How can it be that a document purporting to evaluate 50 years of the War on Poverty included no mention of the actual work of Legal Services? Evaluations like the Budget Committee report reflect the distance of the report’s writers from poor people and their actual experience. It would be generous to characterize reports of this nature as “academic”.
Poverty is tough to talk about because just the word itself has become a political football. There are no generally shared definitions of what poverty is. There is cynicism and defeatism about ever eliminating poverty. To his credit, President Johnson sought to evoke an empathetic understanding of the poor.
While the War on Poverty has been represented as a Democratic Party endeavor, that is not entirely true.

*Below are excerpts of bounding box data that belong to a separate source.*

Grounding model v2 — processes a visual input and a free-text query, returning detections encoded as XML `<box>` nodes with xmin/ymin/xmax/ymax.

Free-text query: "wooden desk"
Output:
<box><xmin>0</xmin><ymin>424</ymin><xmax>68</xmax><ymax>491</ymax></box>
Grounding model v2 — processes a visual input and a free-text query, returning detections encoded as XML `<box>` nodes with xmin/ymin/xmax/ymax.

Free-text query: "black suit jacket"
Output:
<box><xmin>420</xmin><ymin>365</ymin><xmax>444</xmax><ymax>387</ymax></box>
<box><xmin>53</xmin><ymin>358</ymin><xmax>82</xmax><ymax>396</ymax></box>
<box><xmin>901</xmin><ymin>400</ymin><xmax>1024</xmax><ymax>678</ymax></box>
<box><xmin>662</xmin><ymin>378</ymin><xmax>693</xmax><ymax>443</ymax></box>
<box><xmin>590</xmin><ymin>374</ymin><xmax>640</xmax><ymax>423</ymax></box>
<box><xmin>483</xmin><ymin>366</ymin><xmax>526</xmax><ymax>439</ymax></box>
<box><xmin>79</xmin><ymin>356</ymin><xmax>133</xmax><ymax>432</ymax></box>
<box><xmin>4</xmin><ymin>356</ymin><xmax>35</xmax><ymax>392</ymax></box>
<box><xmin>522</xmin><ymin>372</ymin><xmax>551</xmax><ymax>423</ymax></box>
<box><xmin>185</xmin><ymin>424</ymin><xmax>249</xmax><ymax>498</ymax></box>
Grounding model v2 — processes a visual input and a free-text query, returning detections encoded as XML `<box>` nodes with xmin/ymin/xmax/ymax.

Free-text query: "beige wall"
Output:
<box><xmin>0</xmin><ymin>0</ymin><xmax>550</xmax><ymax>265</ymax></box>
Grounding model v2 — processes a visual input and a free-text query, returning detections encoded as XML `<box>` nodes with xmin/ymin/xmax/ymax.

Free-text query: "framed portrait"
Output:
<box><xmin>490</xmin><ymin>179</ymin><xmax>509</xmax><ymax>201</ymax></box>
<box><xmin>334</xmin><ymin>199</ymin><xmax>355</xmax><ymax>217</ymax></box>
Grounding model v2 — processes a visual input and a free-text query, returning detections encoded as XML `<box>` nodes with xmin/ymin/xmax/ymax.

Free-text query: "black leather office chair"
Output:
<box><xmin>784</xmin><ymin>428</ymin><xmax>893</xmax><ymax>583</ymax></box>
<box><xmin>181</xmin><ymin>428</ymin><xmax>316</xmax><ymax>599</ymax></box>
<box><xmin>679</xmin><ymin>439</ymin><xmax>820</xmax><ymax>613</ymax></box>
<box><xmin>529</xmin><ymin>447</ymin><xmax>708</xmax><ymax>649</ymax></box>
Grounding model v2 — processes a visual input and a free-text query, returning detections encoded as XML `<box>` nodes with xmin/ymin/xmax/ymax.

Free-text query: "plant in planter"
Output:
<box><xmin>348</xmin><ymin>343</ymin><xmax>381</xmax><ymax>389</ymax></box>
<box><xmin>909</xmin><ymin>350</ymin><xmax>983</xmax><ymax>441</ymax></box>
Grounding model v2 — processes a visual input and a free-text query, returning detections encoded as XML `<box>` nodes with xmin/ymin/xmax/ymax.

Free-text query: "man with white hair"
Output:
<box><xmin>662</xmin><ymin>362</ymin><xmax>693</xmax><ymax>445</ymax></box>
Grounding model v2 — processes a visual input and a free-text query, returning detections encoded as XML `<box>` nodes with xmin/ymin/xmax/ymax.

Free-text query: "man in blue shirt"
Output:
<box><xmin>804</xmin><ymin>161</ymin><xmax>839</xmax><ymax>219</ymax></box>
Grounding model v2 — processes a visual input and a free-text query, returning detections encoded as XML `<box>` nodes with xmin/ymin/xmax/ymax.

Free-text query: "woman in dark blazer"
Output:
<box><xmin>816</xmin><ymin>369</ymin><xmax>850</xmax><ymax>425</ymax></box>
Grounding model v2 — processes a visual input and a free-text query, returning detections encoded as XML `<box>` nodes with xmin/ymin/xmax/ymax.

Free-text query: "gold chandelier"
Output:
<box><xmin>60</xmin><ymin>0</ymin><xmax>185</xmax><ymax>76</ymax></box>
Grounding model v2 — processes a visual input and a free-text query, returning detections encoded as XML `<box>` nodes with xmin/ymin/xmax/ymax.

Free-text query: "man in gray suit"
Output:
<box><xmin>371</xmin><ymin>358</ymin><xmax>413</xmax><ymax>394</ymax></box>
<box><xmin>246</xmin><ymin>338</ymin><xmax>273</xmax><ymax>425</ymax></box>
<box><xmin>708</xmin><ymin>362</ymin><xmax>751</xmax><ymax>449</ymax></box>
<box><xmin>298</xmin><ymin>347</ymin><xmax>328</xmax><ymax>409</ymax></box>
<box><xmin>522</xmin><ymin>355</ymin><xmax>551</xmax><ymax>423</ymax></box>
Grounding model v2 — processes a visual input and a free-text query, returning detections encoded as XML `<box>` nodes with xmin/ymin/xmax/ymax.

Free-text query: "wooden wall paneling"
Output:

President Richard Nixon also invested heavily in the War on Poverty. Nixon played a leading role in establishing the Food Stamp program, the Women”s, Infant and Children (WIC) food program, and Supplemental Security Income (SSI). He also proposed a guaranteed national income that failed in the Senate after passing the House. I suppose this is forgotten history but it does show that the War on Poverty had more bi-partisan origins than people now would expect.
The War on Poverty pointed us as a society in the right direction. Without the goal of reducing and eliminating poverty , we will never get there. I submit it is unlikely we will make progress on eliminating poverty if that is not seen as an explicit societal goal.
The initial thrust of the War on Poverty did not last long because of the political reaction it engendered. Still, the programs I mentioned at the outset have become part of the accepted fabric of our society. Facile dismissals that ignore these programs lack balance. Since the Reagan era we have witnessed a sales job by the Hard Right on how government programs don’t work. While no program is beyond criticism, the sales job actually flies in the face of the programs I mentioned which are, in fact, very successful.
We currently lack politicians with the will, ability, drive and vision to move a new War on Poverty agenda forward. President Obama’s emphasis on economic inequality is timely but it appears he lacks the political strength to push this boulder uphill. We need poverty abolitionists who can make that happen.
Thoughtful piece Bro. Seems like the war on poverty has been transformed into a war on poor people.